Schiaffo all’arbitro e pentimento: «Ho sbagliato, smetto col calcio»

«Non so quante giornate di squalifica mi daranno: ho capito di avere sbagliato e per me il calcio giocato è finito domenica»: con queste parole Mamadou Gueye, classe 1990 della Virtus Rodengo Saiano, sancisce di fatto la fine di una carriera.
Il momento
Un finale negativo, con il colpo inferto all’arbitro Simone Paderni della sezione di Chiari dopo un «qui pro quo» in campo durante la sfida col Nave, sospesa poi dal direttore di gara. All’episodio specifico ci arriviamo tra poco, ma Mamadou - attaccante peraltro con numeri non banali: 10 gol in 14 presenze a Rodengo, con alcuni viaggi verso il suo Senegal nel mezzo - non cerca scuse.

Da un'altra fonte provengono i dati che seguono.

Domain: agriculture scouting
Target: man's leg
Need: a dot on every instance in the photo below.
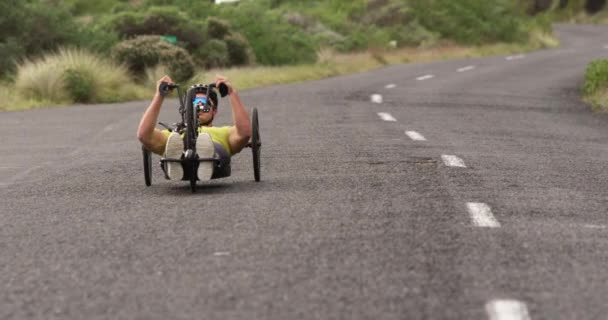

«Gioco in provincia da 15 anni (tra le altre, Gueye è stato anche con Gussago e San Michele Travagliato, ndr) e non mi è mai capitato di perdere la testa in questo modo: ho sbagliato e, per certi versi, se non ci fosse stato il ds Silvio Regola a mettersi di traverso, poteva andare peggio. Ho colpito l’arbitro al labbro, Silvio ha fatto sì che il colpo venisse deviato e attutito. Non sono un mostro, ma ho sbagliato, mi dispiace e chiedo scusa a tutti: al mio presidente, ai miei compagni, alla società. E prima di tutto all’arbitro: mi piacerebbe incontrarlo, non per giustificarmi ma per spiegarmi. E chiedergli scusa, lo ripeto, perché al netto di quanto accaduto non ho alcuna giustificazione, né vado a cercarne».
La ricostruzione
Cosa è accaduto, dunque? «C’è stata una rimessa laterale invertita, un mio compagno ha buttato via il pallone e ha protestato, io gli ho detto che non era stato molto furbo (l’espressione è più colorita, ndr) dato che stavamo perdendo e il primo tempo stava finendo.
L’arbitro ha pensato che mi rivolgessi a lui e mi ha espulso. Inizialmente ho cercato di parlare con il direttore di gara, facendogli capire che non ce l’avevo con lui e che non gli avevo mai rivolto la parola durante la gara. Lui mi ha detto che non poteva tornare indietro perché aveva estratto il rosso. Lì allora l’ho colpito».
Fine di una carriera
La carriera di Mamadou è finita così. Ma, in ogni caso, non avrebbe più indossato comunque la maglia della Virtus Rodengo. «Già nel dopo gara di domenica lo abbiamo messo fuori rosa – spiega il presidente del club di Terza Alessandro Persico – perché da anni, da quando abbiamo fondato il club, lavoriamo per creare una immagine positiva e pulita e poi basta un gesto per spazzare via tutto. Non so francamente se andrò avanti con la prima squadra, terrò sicuramente il settore giovanile. Ma pure qui, gli atleti più grandi devono essere esempi per i ragazzi giovani e non a caso contro il Collebeato abbiamo fatto entrare gli atleti della Terza mano nella mano coi nostri ragazzini. L’esempio stavolta è stato pesantemente negativo ed è una ferita che sanguina, anche perché il gesto arriva da un atleta che si era sempre comportato bene. Mi prendo qualche giorno per riflettere».
Arbitri in silenzio
E se dall’Aia di Chiari nessuno parla, rispettando i regolamenti interni che lasceranno la parola (verosimilmente giovedì) alle decisioni del giudice sportivo, per la delegazione di Brescia parla Stefano Facchi. «Quando si parla di sanzioni troppo pesanti, di squalifiche troppo lunghe, dobbiamo pensare che in realtà il giro di vite serve a dare un messaggio. Bene ha fatto la Virtus Rodengo a tagliare il giocatore dalla rosa, come bene ha fatto il Concesio, per citare un altro esempio, a giocare a porte chiuse per le intemperanze di alcuni genitori.
Il tema non è se il calciatore abbiamo colpito o solo sfiorato l’arbitro; il punto è che è stata usata violenza e dunque c’è un’emergenza educativa: non si riconosce più una autorità terza, così come spesso accade che un atleta mandi a quel paese l’allenatore perché lo ha sostituito. Manca il senso del rispetto seguo tanti altri sport ma queste scene le vedo solo nel calcio: sembra quasi sia divenuto una sorta di sfogatoio. E naturalmente questo non va bene».